長崎平和委員会12月例会
三菱重工はダントツの軍需生産、イージス艦の建造相次ぐ


 艦船など、防衛庁発注の軍需生産で二千八百億円(二〇〇三年度)と、ダントツの契約実績を持つ三菱重工業。その中心事業所でもある長崎造船所では、豪華客船建造後、イージス艦をはじめとした最新鋭の艦船建造が相次いでいます。
 五隻目のイージス艦「あたご」はこの八月、かつて戦艦「武蔵」が建造された第二船台から進水しました。
 このほと゜、ながさき平和委員会の十二月例会で、同造船所勤続四十五年で昨年九月に退職した錦戸淑宏氏(全造船機械三菱長船分会執行委員)が講演したものです。
 錦戸氏は、同造船所の戦後の動きについて「警察予備隊が、保安隊を経て一九五四年に自衛隊となり、その性格を一変させたことに歩調を合わせて軍需生産を再出発させた」と解説。その成長の過程で労働組合が分裂させられ、職場支配と思想攻撃が強められたと振り返りました。
 また同造船所では近年、技術低下が指摘され、製品への相次ぐクレームが問題になっています。その背景に、一万六千人体制時(七五年)に4・9%だった管理職・特別専門職比率が、三十年たった〇五年三月には六千人体制に激減したうえ、同比率が21.3%にもなっていることなどが指摘されています。

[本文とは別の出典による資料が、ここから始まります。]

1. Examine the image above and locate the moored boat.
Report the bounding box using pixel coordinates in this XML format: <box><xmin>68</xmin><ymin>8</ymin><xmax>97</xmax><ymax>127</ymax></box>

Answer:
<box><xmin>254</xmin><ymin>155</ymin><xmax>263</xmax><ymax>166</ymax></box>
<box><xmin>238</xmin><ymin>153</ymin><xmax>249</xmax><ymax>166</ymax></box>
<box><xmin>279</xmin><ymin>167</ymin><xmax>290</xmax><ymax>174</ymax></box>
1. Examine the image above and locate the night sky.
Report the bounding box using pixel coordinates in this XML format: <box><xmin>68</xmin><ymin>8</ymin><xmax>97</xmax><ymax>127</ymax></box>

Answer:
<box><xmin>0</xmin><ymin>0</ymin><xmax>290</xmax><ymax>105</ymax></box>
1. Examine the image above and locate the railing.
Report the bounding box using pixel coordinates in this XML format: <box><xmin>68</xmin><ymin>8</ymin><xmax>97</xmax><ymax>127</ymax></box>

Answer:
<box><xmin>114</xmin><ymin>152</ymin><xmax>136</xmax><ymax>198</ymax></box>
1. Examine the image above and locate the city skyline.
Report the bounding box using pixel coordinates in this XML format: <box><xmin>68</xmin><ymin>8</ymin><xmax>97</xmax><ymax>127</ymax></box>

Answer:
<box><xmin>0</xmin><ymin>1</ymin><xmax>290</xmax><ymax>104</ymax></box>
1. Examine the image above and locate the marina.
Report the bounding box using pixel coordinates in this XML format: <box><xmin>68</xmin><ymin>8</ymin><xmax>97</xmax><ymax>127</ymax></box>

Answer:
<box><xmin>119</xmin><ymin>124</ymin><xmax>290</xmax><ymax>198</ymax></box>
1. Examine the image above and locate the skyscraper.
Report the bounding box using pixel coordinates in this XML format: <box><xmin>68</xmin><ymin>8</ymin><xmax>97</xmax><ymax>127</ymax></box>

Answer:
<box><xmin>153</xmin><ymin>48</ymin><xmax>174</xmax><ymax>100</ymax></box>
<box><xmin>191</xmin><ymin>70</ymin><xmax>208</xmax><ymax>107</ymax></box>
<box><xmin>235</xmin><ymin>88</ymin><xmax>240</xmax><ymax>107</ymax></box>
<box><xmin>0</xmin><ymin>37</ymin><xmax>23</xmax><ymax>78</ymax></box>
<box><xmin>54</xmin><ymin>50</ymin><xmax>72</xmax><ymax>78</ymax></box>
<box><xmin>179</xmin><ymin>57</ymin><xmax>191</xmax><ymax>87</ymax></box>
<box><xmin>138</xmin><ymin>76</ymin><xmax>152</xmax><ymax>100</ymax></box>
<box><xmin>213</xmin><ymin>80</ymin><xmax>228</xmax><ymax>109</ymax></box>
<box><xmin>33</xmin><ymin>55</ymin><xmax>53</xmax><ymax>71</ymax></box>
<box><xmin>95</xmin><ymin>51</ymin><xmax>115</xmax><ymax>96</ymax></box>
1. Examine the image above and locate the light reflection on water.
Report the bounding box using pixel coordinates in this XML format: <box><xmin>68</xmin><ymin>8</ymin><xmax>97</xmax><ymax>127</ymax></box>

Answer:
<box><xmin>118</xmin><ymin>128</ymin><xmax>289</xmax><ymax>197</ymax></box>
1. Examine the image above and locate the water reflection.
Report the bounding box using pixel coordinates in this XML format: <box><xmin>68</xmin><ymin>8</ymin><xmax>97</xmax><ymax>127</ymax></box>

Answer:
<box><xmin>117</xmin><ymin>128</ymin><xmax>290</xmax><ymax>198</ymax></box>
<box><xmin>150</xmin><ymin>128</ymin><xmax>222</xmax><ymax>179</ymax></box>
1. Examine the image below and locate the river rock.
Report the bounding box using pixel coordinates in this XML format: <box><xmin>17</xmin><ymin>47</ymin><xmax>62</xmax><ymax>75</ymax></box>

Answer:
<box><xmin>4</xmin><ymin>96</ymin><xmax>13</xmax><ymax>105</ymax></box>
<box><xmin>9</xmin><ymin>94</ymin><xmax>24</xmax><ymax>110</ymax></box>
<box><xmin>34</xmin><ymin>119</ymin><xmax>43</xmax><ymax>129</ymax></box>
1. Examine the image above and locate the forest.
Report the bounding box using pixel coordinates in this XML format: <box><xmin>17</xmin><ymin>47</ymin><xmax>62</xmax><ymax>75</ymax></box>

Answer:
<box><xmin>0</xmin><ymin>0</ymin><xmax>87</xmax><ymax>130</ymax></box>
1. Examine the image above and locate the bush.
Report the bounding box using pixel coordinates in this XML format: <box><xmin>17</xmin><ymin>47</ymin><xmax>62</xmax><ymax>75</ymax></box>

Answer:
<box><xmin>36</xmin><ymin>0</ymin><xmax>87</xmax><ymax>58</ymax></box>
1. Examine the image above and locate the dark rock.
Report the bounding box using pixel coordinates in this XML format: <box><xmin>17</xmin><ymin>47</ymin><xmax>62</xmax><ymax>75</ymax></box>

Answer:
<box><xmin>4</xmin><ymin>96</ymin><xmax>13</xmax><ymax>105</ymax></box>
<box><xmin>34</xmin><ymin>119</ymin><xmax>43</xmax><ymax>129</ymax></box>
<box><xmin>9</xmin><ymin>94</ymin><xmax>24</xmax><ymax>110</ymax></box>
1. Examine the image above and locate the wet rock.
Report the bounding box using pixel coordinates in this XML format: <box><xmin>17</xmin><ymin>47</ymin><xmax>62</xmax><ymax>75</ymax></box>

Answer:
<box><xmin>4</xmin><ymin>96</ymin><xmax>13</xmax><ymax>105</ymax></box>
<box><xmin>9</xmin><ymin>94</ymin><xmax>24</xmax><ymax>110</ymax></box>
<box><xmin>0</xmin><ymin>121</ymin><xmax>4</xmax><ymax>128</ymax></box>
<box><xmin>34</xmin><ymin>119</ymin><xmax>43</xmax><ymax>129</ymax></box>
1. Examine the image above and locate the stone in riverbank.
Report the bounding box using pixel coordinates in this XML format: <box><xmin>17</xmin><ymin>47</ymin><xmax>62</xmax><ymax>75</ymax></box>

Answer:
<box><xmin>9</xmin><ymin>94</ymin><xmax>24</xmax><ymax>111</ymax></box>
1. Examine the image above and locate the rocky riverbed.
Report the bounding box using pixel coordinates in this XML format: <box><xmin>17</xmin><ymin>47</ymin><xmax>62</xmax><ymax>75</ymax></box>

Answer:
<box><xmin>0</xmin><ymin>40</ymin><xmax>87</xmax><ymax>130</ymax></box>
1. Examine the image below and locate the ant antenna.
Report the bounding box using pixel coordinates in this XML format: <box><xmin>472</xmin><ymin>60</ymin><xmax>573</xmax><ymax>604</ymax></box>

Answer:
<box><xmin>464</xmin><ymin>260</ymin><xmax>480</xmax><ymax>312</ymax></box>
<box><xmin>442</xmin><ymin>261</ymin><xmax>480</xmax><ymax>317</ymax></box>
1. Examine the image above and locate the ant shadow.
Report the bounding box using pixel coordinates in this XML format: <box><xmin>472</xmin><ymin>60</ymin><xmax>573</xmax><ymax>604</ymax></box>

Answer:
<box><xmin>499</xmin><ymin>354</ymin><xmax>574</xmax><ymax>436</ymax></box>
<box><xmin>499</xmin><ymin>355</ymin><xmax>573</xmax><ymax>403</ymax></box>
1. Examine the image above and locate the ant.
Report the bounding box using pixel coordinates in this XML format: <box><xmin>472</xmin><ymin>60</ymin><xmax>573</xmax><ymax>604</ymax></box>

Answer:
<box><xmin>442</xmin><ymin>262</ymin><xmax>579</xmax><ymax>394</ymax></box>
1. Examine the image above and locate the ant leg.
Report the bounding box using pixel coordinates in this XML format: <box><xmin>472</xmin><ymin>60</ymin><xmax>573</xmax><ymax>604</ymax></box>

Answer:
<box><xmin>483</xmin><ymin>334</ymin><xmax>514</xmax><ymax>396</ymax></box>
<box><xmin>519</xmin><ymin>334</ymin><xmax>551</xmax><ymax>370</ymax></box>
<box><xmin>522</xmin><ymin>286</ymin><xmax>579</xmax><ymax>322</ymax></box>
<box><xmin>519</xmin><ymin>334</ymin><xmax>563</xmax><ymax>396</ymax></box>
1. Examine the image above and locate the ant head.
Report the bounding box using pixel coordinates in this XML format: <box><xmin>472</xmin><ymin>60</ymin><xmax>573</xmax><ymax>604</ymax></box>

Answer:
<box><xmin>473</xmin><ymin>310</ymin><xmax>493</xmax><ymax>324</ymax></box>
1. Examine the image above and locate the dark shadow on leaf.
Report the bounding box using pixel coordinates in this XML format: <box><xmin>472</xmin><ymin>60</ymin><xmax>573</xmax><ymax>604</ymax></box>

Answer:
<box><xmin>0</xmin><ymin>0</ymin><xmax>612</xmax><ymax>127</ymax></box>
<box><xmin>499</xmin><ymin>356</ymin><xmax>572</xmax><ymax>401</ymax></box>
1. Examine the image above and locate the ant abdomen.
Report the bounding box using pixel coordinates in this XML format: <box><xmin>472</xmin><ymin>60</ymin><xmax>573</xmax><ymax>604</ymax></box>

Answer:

 錦戸氏は、「会社の方針は、五年後に四千人台まで人減らしをすすめること。技術をもった社員を減らし、下請けと派遣労働者の使用という無理なコストダウンでは技術の継承・再建にはつながらない」と話しました。
 例会参加者からは、「派遣労働者にたよるやり方で製造業として企業はなりたつのか」など、疑問や質問が出されていました。